An immunisation clinic: care, comfort and convenience

Child immunisation is predominantly provided in primary care by health visitors, practice nurses and general practitioners. Immunisation queries are dealt with in several ways depending on local expertise, for example telephone advice (health protection unit or community paediatrician) or by a clinic visit (general paediatric or immunisation clinic).

In Stockport a referral service for immunisation has existed for over 15 years. Children are assessed, investigated and immunised as appropriate, either in the clinic or under observed conditions on the paediatric ward. The service has close links with clinical and laboratory immunology services.

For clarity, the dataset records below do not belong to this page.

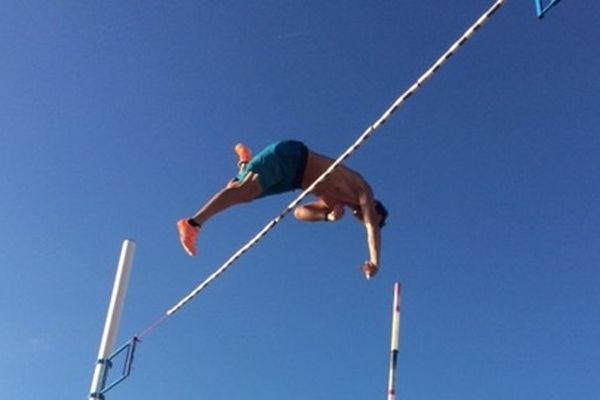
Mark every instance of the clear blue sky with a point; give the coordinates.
(118, 118)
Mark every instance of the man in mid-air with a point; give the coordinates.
(285, 166)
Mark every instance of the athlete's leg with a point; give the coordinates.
(235, 192)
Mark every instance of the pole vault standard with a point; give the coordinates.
(394, 343)
(113, 317)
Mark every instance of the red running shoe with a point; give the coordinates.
(243, 153)
(187, 236)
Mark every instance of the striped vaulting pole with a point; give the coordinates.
(394, 344)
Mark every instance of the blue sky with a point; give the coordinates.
(118, 118)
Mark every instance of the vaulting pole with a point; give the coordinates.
(113, 317)
(394, 343)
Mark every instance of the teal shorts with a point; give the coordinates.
(280, 167)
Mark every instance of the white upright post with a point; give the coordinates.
(113, 317)
(394, 343)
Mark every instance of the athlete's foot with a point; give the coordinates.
(187, 236)
(243, 153)
(369, 269)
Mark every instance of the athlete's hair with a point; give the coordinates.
(382, 212)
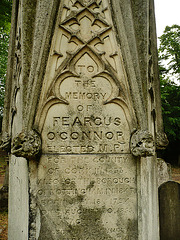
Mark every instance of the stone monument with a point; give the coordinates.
(82, 120)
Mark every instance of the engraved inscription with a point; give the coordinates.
(87, 124)
(86, 179)
(71, 187)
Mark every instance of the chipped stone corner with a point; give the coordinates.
(161, 140)
(26, 144)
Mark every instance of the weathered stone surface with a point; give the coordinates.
(169, 205)
(142, 144)
(84, 77)
(164, 171)
(26, 144)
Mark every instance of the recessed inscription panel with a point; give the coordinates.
(88, 123)
(89, 196)
(86, 183)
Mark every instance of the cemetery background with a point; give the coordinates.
(175, 171)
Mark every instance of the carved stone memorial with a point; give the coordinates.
(84, 120)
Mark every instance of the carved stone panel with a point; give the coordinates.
(86, 181)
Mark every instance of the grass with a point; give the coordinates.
(3, 215)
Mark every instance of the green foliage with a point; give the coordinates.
(5, 15)
(169, 51)
(169, 66)
(170, 96)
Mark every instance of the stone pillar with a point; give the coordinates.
(84, 120)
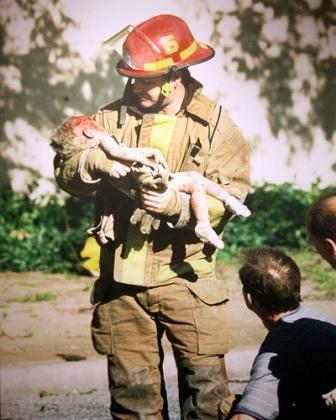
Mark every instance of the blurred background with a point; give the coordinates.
(274, 71)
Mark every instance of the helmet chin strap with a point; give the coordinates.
(166, 86)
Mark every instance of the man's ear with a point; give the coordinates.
(248, 299)
(331, 247)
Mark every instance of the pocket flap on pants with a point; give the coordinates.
(210, 290)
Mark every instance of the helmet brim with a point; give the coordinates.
(202, 54)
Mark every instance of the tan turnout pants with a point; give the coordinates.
(128, 325)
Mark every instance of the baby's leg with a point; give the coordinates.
(217, 191)
(203, 229)
(189, 182)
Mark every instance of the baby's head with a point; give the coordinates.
(74, 135)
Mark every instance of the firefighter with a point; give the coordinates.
(164, 282)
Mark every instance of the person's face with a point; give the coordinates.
(148, 92)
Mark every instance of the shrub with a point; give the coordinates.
(42, 237)
(277, 219)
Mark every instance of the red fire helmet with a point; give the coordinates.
(159, 44)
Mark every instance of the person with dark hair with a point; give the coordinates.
(295, 368)
(163, 281)
(321, 226)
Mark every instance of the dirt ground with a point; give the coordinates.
(46, 317)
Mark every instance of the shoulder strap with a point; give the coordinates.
(197, 154)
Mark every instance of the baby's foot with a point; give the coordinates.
(237, 207)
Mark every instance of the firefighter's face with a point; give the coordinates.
(148, 92)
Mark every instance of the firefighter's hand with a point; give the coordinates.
(146, 220)
(330, 399)
(119, 170)
(165, 202)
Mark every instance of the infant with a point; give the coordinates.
(81, 132)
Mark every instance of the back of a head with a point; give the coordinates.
(321, 217)
(272, 278)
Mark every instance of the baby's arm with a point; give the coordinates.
(148, 156)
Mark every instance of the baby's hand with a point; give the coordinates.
(119, 170)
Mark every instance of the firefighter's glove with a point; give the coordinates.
(146, 220)
(156, 179)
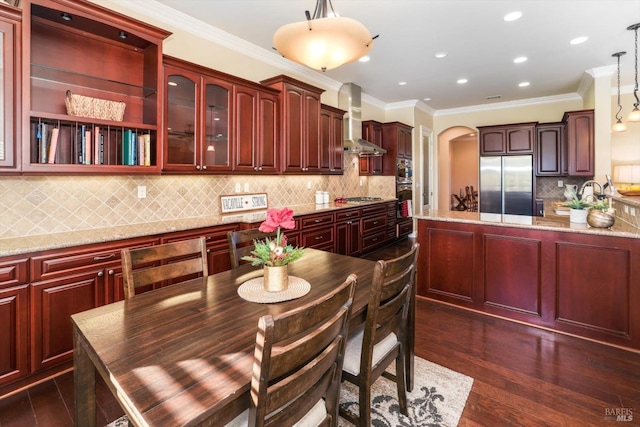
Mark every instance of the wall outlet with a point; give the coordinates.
(142, 191)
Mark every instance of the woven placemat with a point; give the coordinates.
(253, 290)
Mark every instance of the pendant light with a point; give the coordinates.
(634, 116)
(325, 41)
(619, 126)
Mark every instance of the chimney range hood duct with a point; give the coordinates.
(350, 99)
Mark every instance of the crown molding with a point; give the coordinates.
(510, 104)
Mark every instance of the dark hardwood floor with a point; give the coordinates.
(523, 376)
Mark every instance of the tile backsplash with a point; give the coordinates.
(43, 205)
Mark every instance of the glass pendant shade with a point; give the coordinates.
(619, 126)
(323, 43)
(634, 115)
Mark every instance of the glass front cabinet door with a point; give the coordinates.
(10, 18)
(198, 122)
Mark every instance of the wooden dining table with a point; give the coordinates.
(182, 354)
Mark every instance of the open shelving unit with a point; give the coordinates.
(83, 48)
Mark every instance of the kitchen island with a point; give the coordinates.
(543, 271)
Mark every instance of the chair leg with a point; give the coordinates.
(365, 405)
(401, 384)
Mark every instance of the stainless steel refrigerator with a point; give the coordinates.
(506, 185)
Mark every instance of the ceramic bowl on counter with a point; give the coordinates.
(600, 219)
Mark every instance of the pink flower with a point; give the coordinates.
(277, 218)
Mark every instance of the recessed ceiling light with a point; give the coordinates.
(579, 40)
(512, 16)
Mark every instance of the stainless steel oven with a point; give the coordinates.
(404, 171)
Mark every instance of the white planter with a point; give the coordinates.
(578, 216)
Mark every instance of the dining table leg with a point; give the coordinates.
(411, 337)
(84, 383)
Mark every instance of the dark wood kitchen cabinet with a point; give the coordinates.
(318, 231)
(372, 132)
(14, 319)
(558, 287)
(348, 232)
(217, 123)
(374, 227)
(65, 46)
(218, 258)
(397, 140)
(10, 99)
(331, 131)
(580, 142)
(507, 139)
(257, 127)
(65, 282)
(300, 124)
(551, 149)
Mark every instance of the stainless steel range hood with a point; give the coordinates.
(350, 99)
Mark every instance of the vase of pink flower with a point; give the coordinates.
(275, 254)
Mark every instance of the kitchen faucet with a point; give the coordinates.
(592, 183)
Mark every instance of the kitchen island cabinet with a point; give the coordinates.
(579, 283)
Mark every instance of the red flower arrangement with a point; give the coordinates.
(275, 253)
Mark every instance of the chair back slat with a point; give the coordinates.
(387, 320)
(298, 359)
(161, 263)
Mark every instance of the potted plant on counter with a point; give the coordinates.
(579, 209)
(601, 215)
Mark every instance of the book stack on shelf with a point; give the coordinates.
(136, 148)
(90, 144)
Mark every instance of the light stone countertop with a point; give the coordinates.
(43, 242)
(549, 222)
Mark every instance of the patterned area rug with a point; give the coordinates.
(437, 400)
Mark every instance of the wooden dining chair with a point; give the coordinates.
(298, 362)
(155, 264)
(241, 243)
(384, 337)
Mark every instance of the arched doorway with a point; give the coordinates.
(457, 154)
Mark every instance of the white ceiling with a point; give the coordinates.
(481, 46)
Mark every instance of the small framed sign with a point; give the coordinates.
(243, 202)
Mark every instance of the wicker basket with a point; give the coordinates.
(95, 108)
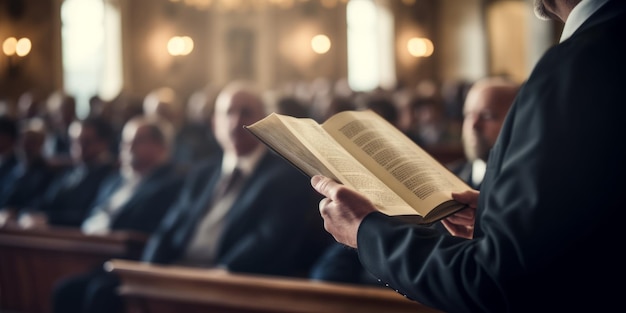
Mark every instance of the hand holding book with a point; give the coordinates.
(363, 151)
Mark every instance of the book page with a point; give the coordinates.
(344, 167)
(276, 135)
(394, 158)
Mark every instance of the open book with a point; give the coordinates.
(363, 151)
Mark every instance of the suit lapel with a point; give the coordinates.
(240, 209)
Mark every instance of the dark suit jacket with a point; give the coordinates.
(7, 175)
(264, 228)
(29, 185)
(550, 217)
(70, 197)
(464, 171)
(149, 203)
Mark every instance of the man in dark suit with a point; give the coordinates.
(8, 162)
(549, 222)
(68, 199)
(33, 174)
(256, 227)
(486, 105)
(135, 198)
(138, 195)
(255, 224)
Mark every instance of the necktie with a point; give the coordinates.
(226, 184)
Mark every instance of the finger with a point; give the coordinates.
(323, 204)
(323, 185)
(469, 197)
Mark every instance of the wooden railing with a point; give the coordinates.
(32, 261)
(148, 288)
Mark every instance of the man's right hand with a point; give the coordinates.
(461, 224)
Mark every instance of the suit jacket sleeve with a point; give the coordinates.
(548, 213)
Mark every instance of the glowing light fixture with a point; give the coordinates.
(12, 46)
(180, 45)
(23, 46)
(9, 46)
(320, 44)
(420, 47)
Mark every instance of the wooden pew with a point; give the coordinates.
(32, 261)
(148, 288)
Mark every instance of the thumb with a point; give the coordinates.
(322, 184)
(469, 197)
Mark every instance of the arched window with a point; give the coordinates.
(91, 47)
(371, 61)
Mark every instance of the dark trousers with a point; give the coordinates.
(91, 292)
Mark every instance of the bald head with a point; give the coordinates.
(238, 104)
(554, 9)
(485, 108)
(145, 144)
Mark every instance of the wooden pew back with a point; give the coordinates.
(149, 288)
(32, 261)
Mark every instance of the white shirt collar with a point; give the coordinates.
(479, 167)
(579, 15)
(245, 163)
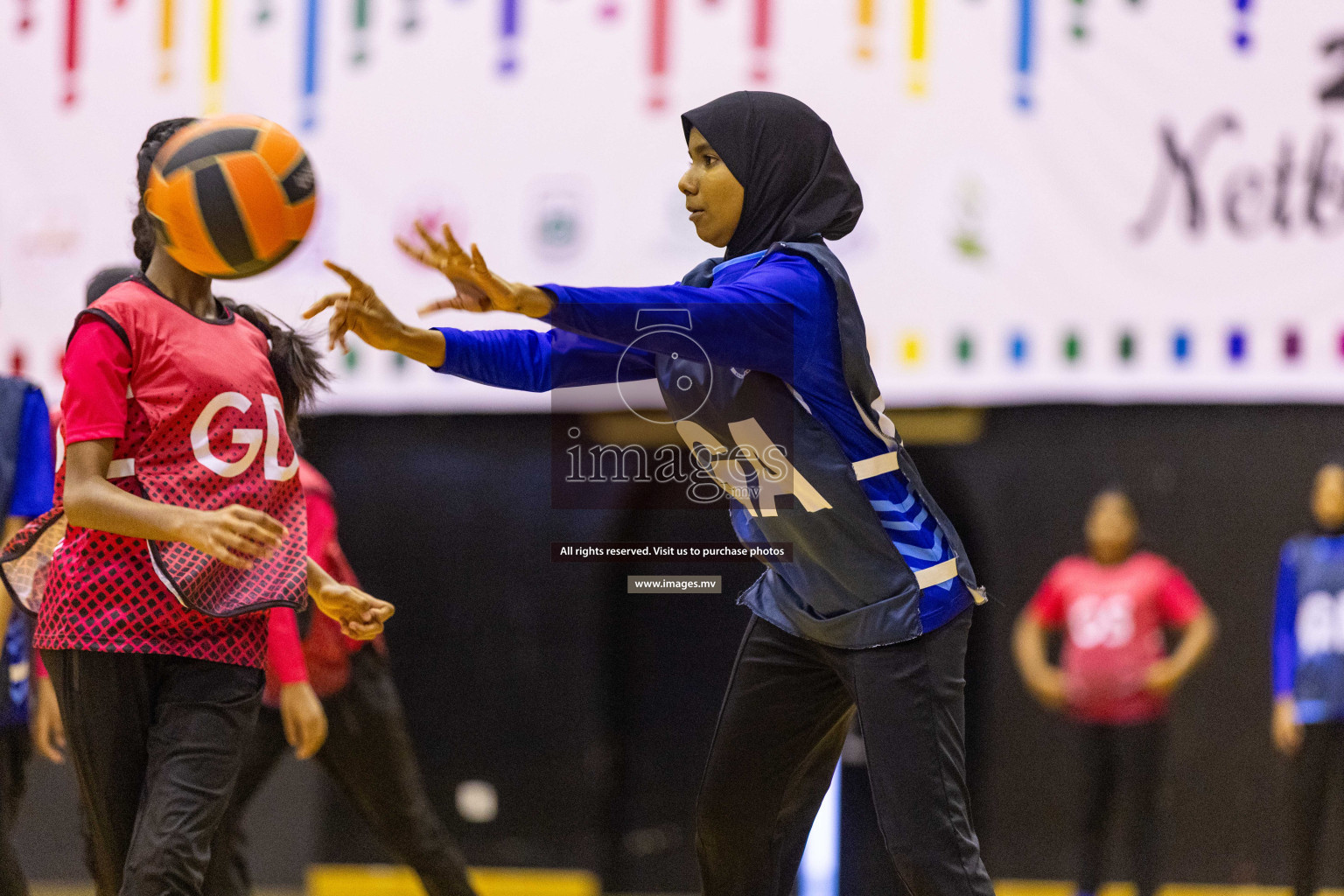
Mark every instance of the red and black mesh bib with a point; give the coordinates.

Most children who attend the immunisation clinic are well. They may have an underlying medical condition that affects their immunisation schedule or have an immunisation problem causing parental anxiety.

We undertook a postal satisfaction survey of parents whose children attended the clinic between April 2005 and November 2005. A questionnaire was constructed to measure clinical quality1 and outpatient department satisfaction, and it was sent to parents 2 weeks after their child completed his/her episode of care. It assessed five domains using a 5‐point Likert scale rated from “poor” to “excellent”. Domains included “pre‐arrival” (information, convenience of appointment time and location), “on arrival” (directions to clinic, promptness of attention and waiting time), “amenities” (quality of refreshments, toys, toilet and disabled facilities), “consultant care” (privacy, listening, use of plain language and involvement in decision making) and “clinic care” (cleanliness, courtesy and understanding the child's needs).

Seventy nine of the 149 (53%) questionnaires were returned. Of the 79 children, 37 (47%) were male, 42 (53%) were female and 50 (63%) were less than 2 years of age.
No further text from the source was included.